Case in point? At the 1904 World’s Fair in St. Louis, Mr. Adams said, organizers staged a “human zoo” sideshow in which various ethnic groups would “reenact their daily lives.”
“They would have the groups do track and field events without any training to supposedly test whether savages were ’natural athletes’ or not,” Mr. Adams said. “Of course, their performances were abysmal. The underlying idea was the United States — which was fighting a war in the Philippines — was civilizing savage people, bringing them into the light.”
Though the 1912 Olympic team featured a number of standout American Indian athletes — including distance running silver medalist Lewis Tewanima and swimming gold medalist Duke Kahanamoku — it was Thorpe’s transcendent performance that did the most to erode racial prejudice.
“The Carlisle football team toured nationally, and contemporary reports tell us that the crowds usually rooted for them,” Mr. Adams said. “But Thorpe’s achievements in Stockholm were on behalf of the American team. His jersey had red, white and blue on it.”
Restoring gold
In 1951, the Associated Press selected Thorpe as the Most Outstanding Male Athlete of the first half of the 20th century. Baseball slugger Babe Ruth — cultural icon with a semi-eponymous candy bar — finished a distant second. And why not?
Thorpe played pro basketball, barnstorming across New York, Pennsylvania and Ohio. He was offered $50,000 to become a professional boxer. He signed with Major League Baseball’s New York Giants for $6,000 — the largest-ever rookie contract at the time &mdash and drew 20,000 fans, including King George V, to an exhibition baseball game held in London.
Thorpe made his biggest mark in football. In 1915, he signed with the Canton Bulldogs; immediately, the team went from attracting about 800 fans per game to as many as 12,000. The Bulldogs won three championships, and in 1920 they joined 13 other teams in the nascent American Professional Football Association, which two years later became the NFL.
“Thorpe was named the league’s first president, while he was still playing for Canton,” Mr. Wheeler said. “His popularity and name meant the survival of this fledgling new sport.”
Thorpe also was known for controversy: Following the 1912 games, the International Olympic Committee stripped him of his gold medals after discovering that he had received a few dollars a day for playing minor league summer baseball, a violation of Olympic amateurism rules.
In response, Thorpe proffered an apology letter that in part read, “I hope I will be partly excused by the fact that I was simply an Indian schoolboy and did not know all about such things.
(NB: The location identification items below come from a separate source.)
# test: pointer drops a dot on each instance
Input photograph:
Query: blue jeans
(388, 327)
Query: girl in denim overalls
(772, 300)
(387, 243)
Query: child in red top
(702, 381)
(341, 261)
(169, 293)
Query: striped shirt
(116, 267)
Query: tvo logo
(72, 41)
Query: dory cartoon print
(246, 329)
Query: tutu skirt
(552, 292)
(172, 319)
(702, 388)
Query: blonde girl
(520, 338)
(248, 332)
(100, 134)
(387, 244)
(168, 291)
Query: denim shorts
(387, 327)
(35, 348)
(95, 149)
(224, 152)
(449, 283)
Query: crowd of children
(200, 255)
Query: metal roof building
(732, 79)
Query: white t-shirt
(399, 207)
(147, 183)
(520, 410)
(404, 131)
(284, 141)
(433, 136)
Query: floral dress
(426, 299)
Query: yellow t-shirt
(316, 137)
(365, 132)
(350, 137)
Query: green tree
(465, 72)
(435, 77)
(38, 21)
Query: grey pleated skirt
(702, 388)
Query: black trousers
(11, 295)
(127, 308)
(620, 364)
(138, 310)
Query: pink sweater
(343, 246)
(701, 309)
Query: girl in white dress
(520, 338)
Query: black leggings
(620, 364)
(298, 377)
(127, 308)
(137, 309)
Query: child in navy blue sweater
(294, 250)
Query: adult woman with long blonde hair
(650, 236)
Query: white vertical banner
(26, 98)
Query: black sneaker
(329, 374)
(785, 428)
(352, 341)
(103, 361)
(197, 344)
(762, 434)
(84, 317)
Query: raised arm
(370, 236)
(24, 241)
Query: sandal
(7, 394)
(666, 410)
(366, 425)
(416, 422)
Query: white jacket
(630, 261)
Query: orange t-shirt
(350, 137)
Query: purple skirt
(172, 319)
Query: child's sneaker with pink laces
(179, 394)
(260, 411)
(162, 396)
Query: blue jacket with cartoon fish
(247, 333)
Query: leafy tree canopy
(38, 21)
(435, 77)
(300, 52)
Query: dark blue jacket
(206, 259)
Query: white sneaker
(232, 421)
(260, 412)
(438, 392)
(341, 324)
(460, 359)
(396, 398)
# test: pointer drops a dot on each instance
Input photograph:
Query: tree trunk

In fact, I did not know that I was doing wrong, because I was doing what I knew several other college men had done, except that they did not use their own names.”
The American public, Mr. Adams said, mostly sided with Thorpe. The IOC was unmoved. The stalemate persisted well past Thorpe’s 1953 death, with IOC president Avery Brundage — a former Olympic teammate of Thorpe’s — once declaring that “ignorance is no excuse.”
Enter Mr. Wheeler. As he crisscrossed the country for nearly two years, reconstructing the life and times of his childhood hero, he noticed something: No one declined an interview request.
“People fed me,” Mr. Wheeler said. “They let me spend the night at their homes. Either they admired Jim Thorpe, or they felt he had suffered one of the great injustices in sports history, and maybe I could help clear that up.”
Mr. Wheeler resolved to do just that. He dug up documentation showing that Thorpe played summer baseball at Warner’s request, the better to stay in shape. He started a petition drive, collaborating with the Jaycees and Native American tribes to collect about 3.5 million signatures.
In 1982, Mr. Wheeler and his wife, Florence Ridlon, founded the Jim Thorpe Foundation. Working out of a tiny Washington, D.C. office, they won the support of then-Speaker of the House Tip O’Neill and Congress.
The IOC didn’t budge.
“They originally took Thorpe’s medals away seven months after the Olympics,” Ms. Ridlon said. “We had heard there was a rule stating that if a challenge wasn’t made to a competitor within 30 days, the victory would stand. But the IOC kept saying there were no written regulations for the 1912 games. What we needed was some kind of proof.”
Ms. Ridlon searched the Library of Congress’ card catalog. Nothing. A librarian let her browse the library’s metal bookcases. Hours later, she had found rules for every Olympics except 1912.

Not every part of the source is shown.